In November of 2016, a joint 18-month study from the State Street Center for Applied Research and the CFA Institute, which combined 200 in-depth interviews with global industry leaders and a survey of 3,300 "investment professionals", was released, and claimed to have discovered "the hidden variable of [organizational] performance". Dubbed "Phi", the research suggested that a combination of the motivational forces of Purpose, Habits, and Incentives was associated with superior organizational outcomes; specifically, the results showed that a one-point increase in Phi was associated with 28% greater odds of excellent organizational performance, 55% greater odds of excellent client satisfaction, and 57% greater odds of excellent employee engagement.
In this guest post, Derek Tharp – our new Research Associate at Kitces.com, and a Ph.D. candidate in the financial planning program at Kansas State University – analyzes the Phi study and delves deeper into exactly what it is, how it is measured, and what conclusions should (and shouldn't) be drawn from this study.
Because while the researchers did find a statistically significant relationship between Phi (as measured by self-reported purpose, habits, and incentives), and organizational outcomes, client satisfaction, and employee engagement, it's not entirely clear what the results actually prove.
The challenge, in part, is that the study itself didn't actually evaluate organizational performance, client satisfaction, or employee engagement! Instead, the researchers evaluated self-reported assessments of organizational performance, client satisfaction, and employee engagement, and compared them to self-reported statistics on Phi (for the entire organization). And this distinction is meaningful, because it isn't exactly clear that employees make valid or reliable assessments of company-wide motivational forces, nor the entire company's organizational performance, client satisfaction, or employee engagement — and especially when these employees may not actually even know if clients' goals are being met (how "organizational performance" was defined), whether clients or satisfied, or whether other employees within a large multinational financial services firm are actually even engaged!
In addition, there's the fundamental challenge that a correlation between two data points doesn't necessarily prove causation either. In other words, the fact that high-performing organizations also report higher Phi doesn't mean the higher Phi caused the better results. Perhaps organizations that are already outperforming simply attract more motivated employees (which means the causality goes the other direction).
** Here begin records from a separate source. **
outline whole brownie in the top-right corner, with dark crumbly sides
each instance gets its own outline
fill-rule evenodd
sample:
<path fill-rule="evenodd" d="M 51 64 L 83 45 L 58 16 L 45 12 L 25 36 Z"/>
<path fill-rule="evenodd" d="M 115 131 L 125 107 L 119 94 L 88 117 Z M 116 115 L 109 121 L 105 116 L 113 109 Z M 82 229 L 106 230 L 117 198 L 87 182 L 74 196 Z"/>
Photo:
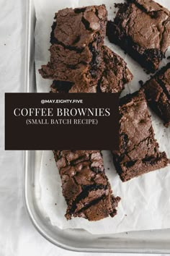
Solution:
<path fill-rule="evenodd" d="M 169 10 L 152 0 L 128 0 L 117 6 L 115 20 L 107 23 L 109 41 L 155 72 L 170 46 Z"/>

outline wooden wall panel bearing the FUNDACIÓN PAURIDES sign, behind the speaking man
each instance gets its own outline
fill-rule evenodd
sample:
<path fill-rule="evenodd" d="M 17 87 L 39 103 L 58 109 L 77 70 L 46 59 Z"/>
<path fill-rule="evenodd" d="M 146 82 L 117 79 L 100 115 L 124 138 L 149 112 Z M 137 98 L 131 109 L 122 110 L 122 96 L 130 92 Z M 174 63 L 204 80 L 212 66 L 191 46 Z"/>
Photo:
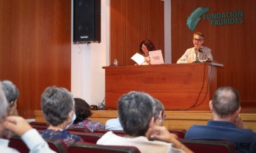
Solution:
<path fill-rule="evenodd" d="M 210 13 L 244 12 L 244 23 L 211 26 L 201 18 L 194 31 L 186 26 L 186 20 L 197 7 L 209 7 Z M 175 63 L 187 48 L 193 47 L 196 31 L 205 34 L 205 46 L 212 49 L 213 61 L 224 64 L 218 72 L 218 86 L 233 86 L 241 93 L 243 108 L 256 107 L 255 58 L 256 52 L 256 1 L 253 0 L 172 0 L 172 63 Z M 256 110 L 256 109 L 255 109 Z"/>

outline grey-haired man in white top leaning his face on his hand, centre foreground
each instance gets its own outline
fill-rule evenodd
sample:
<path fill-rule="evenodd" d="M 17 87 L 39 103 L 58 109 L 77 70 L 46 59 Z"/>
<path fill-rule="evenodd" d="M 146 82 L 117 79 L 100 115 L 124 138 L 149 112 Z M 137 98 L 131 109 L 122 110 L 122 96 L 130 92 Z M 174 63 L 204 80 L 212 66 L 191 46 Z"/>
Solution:
<path fill-rule="evenodd" d="M 142 153 L 191 152 L 176 135 L 155 124 L 154 111 L 154 100 L 149 94 L 130 92 L 123 95 L 118 101 L 118 116 L 125 135 L 121 137 L 109 131 L 97 144 L 135 146 Z M 163 141 L 150 141 L 150 138 Z"/>

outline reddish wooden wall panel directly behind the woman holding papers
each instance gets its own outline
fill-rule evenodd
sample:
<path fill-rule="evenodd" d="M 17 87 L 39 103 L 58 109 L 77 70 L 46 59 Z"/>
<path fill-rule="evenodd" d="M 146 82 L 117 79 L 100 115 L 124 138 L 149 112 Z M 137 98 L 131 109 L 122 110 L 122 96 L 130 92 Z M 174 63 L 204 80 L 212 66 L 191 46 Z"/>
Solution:
<path fill-rule="evenodd" d="M 111 0 L 110 61 L 135 64 L 130 58 L 140 53 L 139 44 L 150 39 L 164 54 L 164 1 Z"/>

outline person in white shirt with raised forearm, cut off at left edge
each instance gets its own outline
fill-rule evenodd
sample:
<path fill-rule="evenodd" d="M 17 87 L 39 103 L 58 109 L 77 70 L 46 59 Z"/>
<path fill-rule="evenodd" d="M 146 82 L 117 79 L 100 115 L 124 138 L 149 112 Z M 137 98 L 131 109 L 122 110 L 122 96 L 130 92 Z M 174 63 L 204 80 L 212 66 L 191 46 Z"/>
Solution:
<path fill-rule="evenodd" d="M 0 82 L 1 87 L 1 82 Z M 8 146 L 9 138 L 13 133 L 21 136 L 28 146 L 30 153 L 45 153 L 52 151 L 48 143 L 43 140 L 37 130 L 33 129 L 21 116 L 7 116 L 9 105 L 4 92 L 0 88 L 0 150 L 1 152 L 18 153 L 16 149 Z"/>

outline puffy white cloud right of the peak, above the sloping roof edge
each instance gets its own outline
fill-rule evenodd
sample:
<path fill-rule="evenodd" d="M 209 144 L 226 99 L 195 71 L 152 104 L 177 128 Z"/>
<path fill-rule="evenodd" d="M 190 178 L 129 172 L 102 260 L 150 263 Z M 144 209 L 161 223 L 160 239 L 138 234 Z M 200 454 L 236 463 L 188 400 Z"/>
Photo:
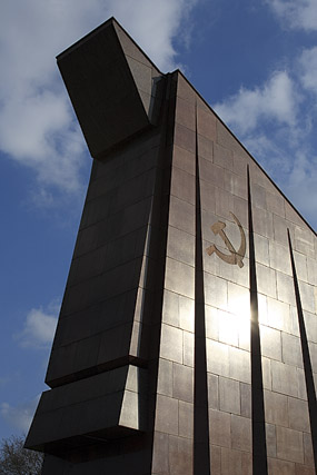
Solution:
<path fill-rule="evenodd" d="M 296 123 L 298 96 L 290 77 L 285 71 L 275 72 L 260 88 L 241 88 L 214 109 L 221 119 L 239 133 L 249 132 L 260 120 L 274 120 L 280 125 Z"/>

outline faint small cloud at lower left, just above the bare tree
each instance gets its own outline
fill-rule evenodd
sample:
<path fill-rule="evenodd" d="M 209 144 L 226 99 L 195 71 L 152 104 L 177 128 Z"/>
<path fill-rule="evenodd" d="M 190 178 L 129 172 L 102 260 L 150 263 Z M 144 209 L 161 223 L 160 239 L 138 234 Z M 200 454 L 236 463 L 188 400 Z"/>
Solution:
<path fill-rule="evenodd" d="M 10 426 L 21 431 L 22 433 L 27 433 L 31 425 L 39 399 L 40 395 L 38 395 L 34 399 L 24 404 L 20 404 L 16 407 L 8 403 L 1 403 L 1 416 Z"/>

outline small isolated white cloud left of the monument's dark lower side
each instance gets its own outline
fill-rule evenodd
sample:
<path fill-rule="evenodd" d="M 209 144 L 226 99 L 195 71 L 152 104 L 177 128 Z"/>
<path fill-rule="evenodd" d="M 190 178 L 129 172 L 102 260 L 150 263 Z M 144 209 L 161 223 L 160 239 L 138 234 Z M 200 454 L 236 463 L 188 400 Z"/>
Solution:
<path fill-rule="evenodd" d="M 53 303 L 47 311 L 32 308 L 26 318 L 23 330 L 14 338 L 22 347 L 47 348 L 53 339 L 59 307 Z"/>

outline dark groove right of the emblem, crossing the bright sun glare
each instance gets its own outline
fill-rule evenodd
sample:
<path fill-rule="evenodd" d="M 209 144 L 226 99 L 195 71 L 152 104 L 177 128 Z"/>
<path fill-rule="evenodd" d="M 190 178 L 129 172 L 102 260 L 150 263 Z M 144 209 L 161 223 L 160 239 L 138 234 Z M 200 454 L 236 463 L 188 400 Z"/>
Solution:
<path fill-rule="evenodd" d="M 265 427 L 265 405 L 258 315 L 258 288 L 254 240 L 252 202 L 249 167 L 248 178 L 248 222 L 249 222 L 249 273 L 250 273 L 250 349 L 251 349 L 251 405 L 252 405 L 252 473 L 267 475 L 267 446 Z"/>

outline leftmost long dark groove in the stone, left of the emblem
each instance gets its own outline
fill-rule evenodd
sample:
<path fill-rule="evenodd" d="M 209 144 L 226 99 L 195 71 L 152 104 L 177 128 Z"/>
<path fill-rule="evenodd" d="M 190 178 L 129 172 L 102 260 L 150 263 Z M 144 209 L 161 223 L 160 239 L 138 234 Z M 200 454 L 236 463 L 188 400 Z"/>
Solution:
<path fill-rule="evenodd" d="M 194 475 L 210 475 L 201 206 L 196 106 Z"/>

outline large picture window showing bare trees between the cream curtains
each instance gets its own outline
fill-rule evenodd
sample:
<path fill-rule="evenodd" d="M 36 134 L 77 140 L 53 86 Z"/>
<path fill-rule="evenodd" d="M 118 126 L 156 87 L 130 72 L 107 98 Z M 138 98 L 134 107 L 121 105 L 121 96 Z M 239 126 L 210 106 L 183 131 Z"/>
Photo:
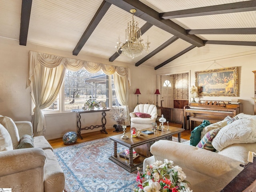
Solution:
<path fill-rule="evenodd" d="M 58 98 L 43 111 L 52 113 L 81 109 L 84 102 L 89 99 L 95 99 L 106 107 L 120 106 L 116 98 L 113 75 L 108 76 L 101 71 L 92 74 L 86 70 L 76 72 L 66 70 Z"/>

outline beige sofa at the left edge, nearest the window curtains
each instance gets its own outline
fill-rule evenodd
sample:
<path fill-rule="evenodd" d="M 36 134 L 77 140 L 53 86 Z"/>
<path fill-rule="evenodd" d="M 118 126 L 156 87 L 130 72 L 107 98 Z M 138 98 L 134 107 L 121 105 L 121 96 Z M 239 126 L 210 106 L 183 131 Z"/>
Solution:
<path fill-rule="evenodd" d="M 33 138 L 34 147 L 20 148 L 19 138 L 32 136 L 31 122 L 13 122 L 0 116 L 0 123 L 1 188 L 12 188 L 12 192 L 62 192 L 65 187 L 64 172 L 44 136 Z M 4 144 L 4 140 L 9 144 Z"/>

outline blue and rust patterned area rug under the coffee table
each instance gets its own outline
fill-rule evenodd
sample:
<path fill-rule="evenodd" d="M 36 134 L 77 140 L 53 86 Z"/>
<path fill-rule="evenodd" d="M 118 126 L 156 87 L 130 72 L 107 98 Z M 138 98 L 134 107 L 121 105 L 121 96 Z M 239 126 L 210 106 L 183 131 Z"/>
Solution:
<path fill-rule="evenodd" d="M 103 138 L 54 149 L 66 177 L 65 192 L 132 192 L 137 171 L 130 173 L 110 161 L 113 148 L 114 142 Z M 124 149 L 118 144 L 118 152 Z"/>

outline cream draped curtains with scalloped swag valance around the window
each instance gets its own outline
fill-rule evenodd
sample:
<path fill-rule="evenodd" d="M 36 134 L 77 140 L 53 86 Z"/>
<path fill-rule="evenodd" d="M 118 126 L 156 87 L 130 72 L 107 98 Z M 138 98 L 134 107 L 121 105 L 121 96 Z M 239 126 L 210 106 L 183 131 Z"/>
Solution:
<path fill-rule="evenodd" d="M 64 58 L 39 52 L 29 52 L 28 76 L 26 88 L 32 84 L 32 99 L 36 107 L 32 120 L 34 136 L 43 134 L 46 129 L 41 109 L 50 106 L 56 100 L 64 80 L 65 70 L 78 71 L 82 68 L 90 73 L 100 70 L 107 75 L 114 74 L 118 102 L 128 108 L 128 89 L 130 88 L 130 69 L 119 66 L 87 62 L 73 58 Z M 116 80 L 115 80 L 116 79 Z M 130 122 L 130 121 L 128 121 Z"/>

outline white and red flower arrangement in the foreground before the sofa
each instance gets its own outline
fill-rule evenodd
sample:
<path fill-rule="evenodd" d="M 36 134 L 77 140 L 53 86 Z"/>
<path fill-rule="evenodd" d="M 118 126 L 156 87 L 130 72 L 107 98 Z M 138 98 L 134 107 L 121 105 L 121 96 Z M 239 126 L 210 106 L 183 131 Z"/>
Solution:
<path fill-rule="evenodd" d="M 147 165 L 145 173 L 140 173 L 136 181 L 139 183 L 134 192 L 192 192 L 186 174 L 179 166 L 172 166 L 173 162 L 167 159 Z"/>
In the end, the Phi study did ask some interesting questions and set out with some lofty ambitions to evaluate the impact of motivational forces - a question that is admittedly not easy to study. But until further research can tie Phi to actual outcomes or provide evidence that the self-reported measures are assessing something meaningful in a valid and reliable way, then the conclusions we can actually draw from the Phi research are limited.